4 Things That Dogs Can Teach Us About Happiness
4. Don’t park your happiness in the future.
Posted December 1, 2021 | Reviewed by Gary Drevitch
- Don’t park your happiness into the future; instead, find ways to be content with what you have.
- Be playful and make time for things you find intellectually or physically fun.
- Find joy in routine by finding nuggets of happiness in ordinary moments throughout the day.
As I sit here with our beautiful fluffy dog, I am reminded that dogs are incredible bundles of fun, and I am wondering what we can learn from them. Dogs are adventurous, curious, and playful, and they find happiness in basic things—a squeaky plastic chicken toy, a cozy blanket, or autumnal leaves falling in the wind. Dogs love play and fun, and their emotions range from the contentment of pawing at their doggy blanket before nesting to wagging their tails ecstatically and coddling you with hugging paws and licks when you get home.
Learning to be content is a curious skill to acquire, especially in an individualistic society where social and material rewards often result from being competitive, hungry, and ambitious. However, in the process, people often forget to be content about the most basic and fundamental aspects of life, such as sunshine after a week of rain, or the cozy comforts of hot cocoa at your desk as you work. Dogs may have lived with humans for centuries, but they seem not to have forgotten how happy they should be that they have a nice meal or a warm blanket. Have you ever seen your dog poke its nose at food that it wants to keep for later, or scratch at a blanket to obtain maximum coziness? Or have you ever seen your dog ecstatically happy about playing with a super simple toy day after day, with no sign that the toy is any less a source of joy? Think about how you can be content about basic things in life by thinking about them and savoring them, just like a dog does.
Find joy in routine.
Dogs love routine, and they like to have clarity about what usually happens through the day and what sorts of signs mean that good stuff is on the way — like the outdoor leash signaling a happy walk is on the way. Although humans sometimes feel as though spontaneity is a good thing, make some room for routine in your life. Dogs like to know what to expect and they like a sense of repetition in what happens around them, giving them comfort and certainty. Wake up early and sleep at fixed times. Make work enjoyable, if you can, by adding things to it that you enjoy—such as some background music and quick breaks that involve sitting in your garden or looking outside the window. Savor delicious meals that you enjoy and make time in your day for enjoyable aspects of your routine, such as listening to music, exercising, reading something you enjoy, or watching some good television.
Make time for play.
Many people spend their free time in ways which, in retrospect, they probably find wasteful, such as time on social media, which research shows can make people feel anxious and depressed. Ask yourself what you would do if you knew that there was going to be an apocalypse tomorrow. Would you spend today browsing social media, or would you go out for a walk somewhere breathtakingly beautiful? Add a “seize the day” frame of mind to each day, just like dogs do. For humans, play can involve physical exercise or intellectual exercise (e.g., reading a good book, being engrossed in a hobby, or laughing with other people). Discover what you enjoy doing as play, and make time for it every day.

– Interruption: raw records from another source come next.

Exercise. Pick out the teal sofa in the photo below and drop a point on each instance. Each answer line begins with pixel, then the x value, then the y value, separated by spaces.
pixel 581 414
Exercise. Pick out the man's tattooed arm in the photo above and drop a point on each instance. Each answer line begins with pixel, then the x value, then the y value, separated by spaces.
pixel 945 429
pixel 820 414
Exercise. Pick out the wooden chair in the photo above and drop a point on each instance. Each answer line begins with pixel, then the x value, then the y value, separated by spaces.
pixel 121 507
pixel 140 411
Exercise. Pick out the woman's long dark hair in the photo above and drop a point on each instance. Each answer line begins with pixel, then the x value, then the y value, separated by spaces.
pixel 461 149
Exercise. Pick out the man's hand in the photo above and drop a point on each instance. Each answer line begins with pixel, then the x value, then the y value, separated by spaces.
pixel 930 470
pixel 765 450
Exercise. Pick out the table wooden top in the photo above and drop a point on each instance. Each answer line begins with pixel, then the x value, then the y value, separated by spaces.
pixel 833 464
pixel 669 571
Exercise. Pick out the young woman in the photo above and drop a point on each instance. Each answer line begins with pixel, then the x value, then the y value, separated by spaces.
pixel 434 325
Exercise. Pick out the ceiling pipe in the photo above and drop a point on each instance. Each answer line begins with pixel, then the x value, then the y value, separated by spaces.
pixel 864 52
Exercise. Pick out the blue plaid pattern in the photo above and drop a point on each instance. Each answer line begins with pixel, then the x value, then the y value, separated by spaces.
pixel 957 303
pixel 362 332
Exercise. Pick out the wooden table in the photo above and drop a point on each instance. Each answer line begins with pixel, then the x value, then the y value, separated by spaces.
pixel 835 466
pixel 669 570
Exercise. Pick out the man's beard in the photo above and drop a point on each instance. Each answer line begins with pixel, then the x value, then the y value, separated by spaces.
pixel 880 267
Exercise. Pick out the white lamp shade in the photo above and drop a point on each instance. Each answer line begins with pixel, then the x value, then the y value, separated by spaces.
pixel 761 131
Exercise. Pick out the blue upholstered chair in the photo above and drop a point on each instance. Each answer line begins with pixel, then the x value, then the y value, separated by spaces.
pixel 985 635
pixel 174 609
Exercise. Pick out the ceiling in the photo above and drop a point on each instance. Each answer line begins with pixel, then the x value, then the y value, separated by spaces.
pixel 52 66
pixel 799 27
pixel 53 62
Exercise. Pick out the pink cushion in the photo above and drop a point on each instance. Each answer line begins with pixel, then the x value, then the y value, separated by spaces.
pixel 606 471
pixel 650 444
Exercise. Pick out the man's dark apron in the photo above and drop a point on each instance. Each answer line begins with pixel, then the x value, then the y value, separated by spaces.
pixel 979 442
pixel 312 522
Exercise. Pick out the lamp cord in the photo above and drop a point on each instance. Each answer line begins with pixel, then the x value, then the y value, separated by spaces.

Dogs don’t park their happiness into the future and say to themselves, “Well, I’m busy right now but I will be happy after I achieve X, or I will wait until I get Y to be happy.” No, dogs seize the day, so try to live a life in which carpe diem is a part of your philosophy. Dogs get on with each moment by seizing happiness wherever they can find it, and look for unlimited opportunities to wag their tail and be joyful.